To keep everybody happy in the U.S. Congress making sure they don’t cut the budget towards all the budget overruns, large contract like Lockheed Martin use many subcontractors on weapons such as fighter jets, helicopters, main battle tanks, and bombers and these subcontractors are spread far and wide throughout the whole of U.S. (as much as possible) to ensure the weapon system is not cut out of the budget. For instance, the F-35 Joint Strike Fighter has about 1,300 subcontractors spread across 45 states. Which means that almost every senator and a few hundred members of the House would never think of killing it or scaling it back, no matter how many problems it encounters.

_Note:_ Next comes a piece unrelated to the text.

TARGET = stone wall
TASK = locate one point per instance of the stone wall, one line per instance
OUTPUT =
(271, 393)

Almost every government accounting analyst regards this process a horrendously bad bargain for the taxpayer. An old design F4-E Phantom, properly upgraded, which has served U.S. military for decades can be made to be exceptionally cost effective while delivering all the missions imagined by the military, and it could do it for a fraction of the cost. Put two brand new gas turbine engines (replacing the turbojets), put an AESA radar in with advanced avionics, upgrade the body surfaces with composites (to reduce weight and reduce RCS emissions for stealth capability), and a few other systems and modifications (e.g. elevated cockpit, single seater fighter/bomber, FLIR, stealthy stabilizers, large radar antenna, etc.), and you now have an aircraft with similar range, mission tactical capabilities, on a solid, proven and tested platform, and all of it comes to about $30 million per aircraft. That is about $100 million less than an F35 when you include the engine cost for the F-35. And to those people that claim the F-35 is a great way to get our allies around the world to pay us for the blanket protection U.S. provides and charging them for this advanced aircraft is a tax on American military services, I would say ... you are mistaking. Our so called allies stick to a very low budget for their defense and get a lot more out of us than we get from them.
This would be an incredible aircraft with amazing capabilities for a fraction of the cost. And now, you can build higher quantities if you want higher mission performance results. For the purchase price of a single F-35, you could buy four upgraded F-4Z (let’s call it). And, we did not have to spend $400 billion just for the R&D program before buying a single F-35. Does this not make sense?
Unfortunately, the complex F-35 has been plagued by a spectacular array of technical issues and mishaps each delaying the delivery of the final product adding enormous cost to the program. These technical issues have been so critical that at times the fighter jet was not certified (nor allowed) to fly at night, or during rain, or within 25 miles of lightning, or above the speed of sound, or while climbing at an angle above 18 degrees. The engine development for the F-35 has been a giant nightmare for the developers and systems integrators. Still the program continues.
Instead of having this very expensive jobs program, how about if we just pay for college tuition and let people acquire skills and knowledge and then let them get a job and build a great career without wasting money on junk weapons that don’t really add any value to our quality of life? Or is asking that question now labeled as “Un-American” or “Unpatriotic”?